Statistical analysis.Wild-type profile data were analyzed using PROC MIXED repeated-measures analysis with a Tukey's post hoc test in SAS (v. 9.4; SAS Institute Inc., Cary, NC). The statistical model was Y = μ + culture_i + time_j + culture × time_ij + ε_ijk, where time was the repeated measure. Variance/covariance structures were tested, and the variance/covariance structure with the lowest Akaike information criterion/Bayesian information criterion (AIC/BIC) value was used for analysis. Wild-type post hoc planned contrasts among the culture × time_ij interactions were done to compare (i) different time points in the same growth phase and (ii) the same time points between the exponential and stationary growth phases.
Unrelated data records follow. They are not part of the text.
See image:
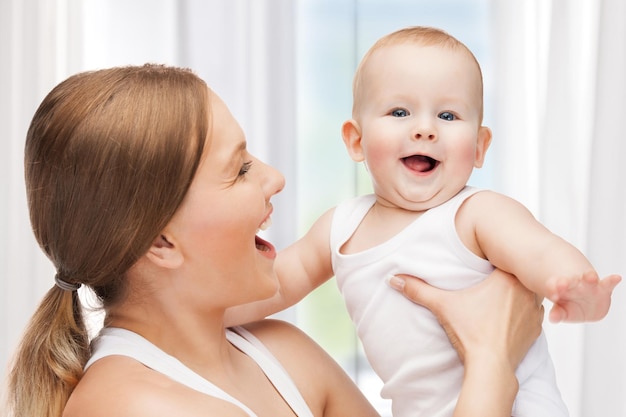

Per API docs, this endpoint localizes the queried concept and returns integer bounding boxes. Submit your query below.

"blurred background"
[0,0,626,417]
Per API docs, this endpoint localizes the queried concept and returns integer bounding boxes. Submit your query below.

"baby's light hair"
[352,26,483,122]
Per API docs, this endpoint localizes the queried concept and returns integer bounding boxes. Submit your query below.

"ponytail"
[7,285,89,417]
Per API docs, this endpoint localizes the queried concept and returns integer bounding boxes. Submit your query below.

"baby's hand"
[547,271,622,323]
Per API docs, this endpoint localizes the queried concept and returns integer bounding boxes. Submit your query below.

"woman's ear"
[341,119,365,162]
[474,126,492,168]
[146,234,185,269]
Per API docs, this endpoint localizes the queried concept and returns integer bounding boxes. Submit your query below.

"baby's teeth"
[259,217,272,230]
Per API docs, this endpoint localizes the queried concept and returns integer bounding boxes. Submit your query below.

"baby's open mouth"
[402,155,439,172]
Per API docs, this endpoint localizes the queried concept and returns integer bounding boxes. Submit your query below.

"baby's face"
[355,43,491,211]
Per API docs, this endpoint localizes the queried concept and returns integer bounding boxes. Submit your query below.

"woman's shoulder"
[63,355,247,417]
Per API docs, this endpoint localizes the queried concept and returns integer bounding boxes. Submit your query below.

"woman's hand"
[389,270,544,417]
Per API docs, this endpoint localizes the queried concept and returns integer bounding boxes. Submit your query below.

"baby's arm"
[224,209,334,326]
[456,191,621,322]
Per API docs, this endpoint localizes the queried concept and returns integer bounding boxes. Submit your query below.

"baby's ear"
[474,126,492,168]
[341,119,365,162]
[145,234,184,269]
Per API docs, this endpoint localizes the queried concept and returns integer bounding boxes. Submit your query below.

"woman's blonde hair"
[8,65,209,417]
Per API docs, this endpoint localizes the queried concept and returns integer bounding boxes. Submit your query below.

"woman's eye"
[391,109,409,117]
[439,111,456,122]
[238,161,252,177]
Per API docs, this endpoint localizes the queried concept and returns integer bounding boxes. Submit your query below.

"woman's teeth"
[259,217,272,230]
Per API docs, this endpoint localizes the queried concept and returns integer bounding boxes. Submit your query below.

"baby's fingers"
[548,304,567,323]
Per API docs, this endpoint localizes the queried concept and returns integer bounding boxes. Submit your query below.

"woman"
[4,65,542,417]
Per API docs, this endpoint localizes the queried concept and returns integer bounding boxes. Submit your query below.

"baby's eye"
[391,109,409,117]
[238,161,252,177]
[438,111,456,122]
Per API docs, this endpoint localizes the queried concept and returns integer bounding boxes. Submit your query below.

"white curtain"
[491,0,626,417]
[0,0,296,375]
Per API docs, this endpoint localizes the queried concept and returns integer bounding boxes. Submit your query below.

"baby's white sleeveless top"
[330,187,569,417]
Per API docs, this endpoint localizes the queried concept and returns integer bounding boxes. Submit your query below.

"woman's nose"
[263,163,285,195]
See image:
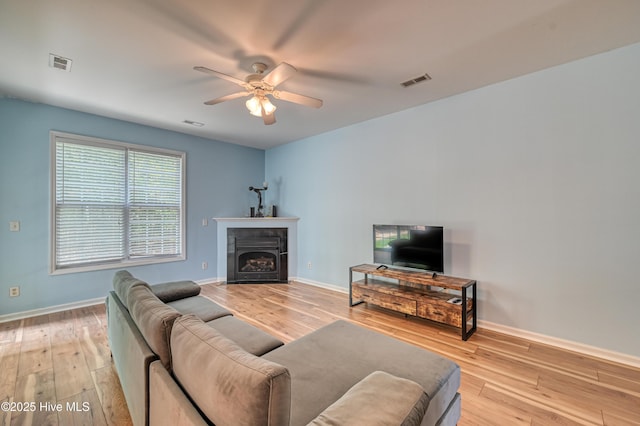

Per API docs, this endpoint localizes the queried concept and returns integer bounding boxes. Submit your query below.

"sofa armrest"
[308,371,429,426]
[150,281,200,303]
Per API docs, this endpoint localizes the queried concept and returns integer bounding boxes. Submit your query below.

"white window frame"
[49,130,187,275]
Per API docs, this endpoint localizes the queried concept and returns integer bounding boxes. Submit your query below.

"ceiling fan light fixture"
[260,96,276,115]
[245,96,276,117]
[245,96,262,117]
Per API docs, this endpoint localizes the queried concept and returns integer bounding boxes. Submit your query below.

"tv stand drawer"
[417,303,462,327]
[351,284,417,316]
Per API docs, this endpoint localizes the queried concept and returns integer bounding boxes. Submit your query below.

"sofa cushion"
[309,371,429,426]
[129,286,180,371]
[262,320,460,425]
[167,296,233,321]
[207,316,284,356]
[171,315,291,426]
[151,281,200,303]
[113,270,149,310]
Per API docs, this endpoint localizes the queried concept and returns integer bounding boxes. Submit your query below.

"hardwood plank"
[58,389,107,426]
[52,340,93,400]
[91,364,132,426]
[11,369,58,426]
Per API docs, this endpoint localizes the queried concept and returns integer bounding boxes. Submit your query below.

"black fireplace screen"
[227,228,288,284]
[238,251,277,272]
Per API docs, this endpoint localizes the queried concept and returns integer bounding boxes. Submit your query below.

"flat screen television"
[373,225,444,274]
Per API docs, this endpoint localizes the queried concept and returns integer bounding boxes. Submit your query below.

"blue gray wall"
[0,99,264,315]
[266,44,640,356]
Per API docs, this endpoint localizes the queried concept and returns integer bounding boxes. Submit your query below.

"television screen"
[373,225,444,273]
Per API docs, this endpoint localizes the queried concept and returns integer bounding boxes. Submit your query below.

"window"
[51,132,185,273]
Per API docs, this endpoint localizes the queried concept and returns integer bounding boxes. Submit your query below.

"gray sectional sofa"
[107,271,460,426]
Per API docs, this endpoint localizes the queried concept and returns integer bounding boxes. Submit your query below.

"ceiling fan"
[193,62,322,125]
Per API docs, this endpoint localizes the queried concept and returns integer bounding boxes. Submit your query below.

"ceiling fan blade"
[204,92,251,105]
[272,90,322,108]
[262,62,298,87]
[260,108,276,126]
[193,67,247,87]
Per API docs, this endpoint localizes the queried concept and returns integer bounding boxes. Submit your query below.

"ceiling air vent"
[49,53,73,72]
[400,73,431,87]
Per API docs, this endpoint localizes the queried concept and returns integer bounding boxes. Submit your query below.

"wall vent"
[400,73,431,87]
[49,53,73,72]
[182,120,204,127]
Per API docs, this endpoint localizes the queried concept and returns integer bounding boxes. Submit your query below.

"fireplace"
[227,228,288,284]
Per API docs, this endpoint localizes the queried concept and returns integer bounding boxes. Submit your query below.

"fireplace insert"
[227,228,288,284]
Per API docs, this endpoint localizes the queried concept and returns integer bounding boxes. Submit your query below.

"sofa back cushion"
[171,315,291,426]
[128,285,180,371]
[113,270,149,310]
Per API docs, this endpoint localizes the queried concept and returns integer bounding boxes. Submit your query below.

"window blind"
[52,136,184,271]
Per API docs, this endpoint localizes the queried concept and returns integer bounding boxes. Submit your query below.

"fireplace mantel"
[212,217,300,281]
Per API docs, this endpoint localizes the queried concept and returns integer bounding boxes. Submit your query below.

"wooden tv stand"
[349,264,478,340]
Mutant data were analyzed using PROC MIXED repeated-measures analysis with a Tukey's post hoc test in SAS. The statistical model was Y = μ + strain_i + culture_j + time_k + strain × culture_ij + strain × culture × time_ijk + ε_ijkl, where time was the repeated measure. Variance/covariance structures were tested, and the variance/covariance structure with the lowest AIC/BIC value was used for analysis. Post hoc planned contrasts among the strain × culture × time_ijk interactions were done to compare (i) different time points for the same strain and same growth phase, (ii) the same time points for the same strain and between the 2 growth phases, and (iii) the same time points among different strains within the same growth phase.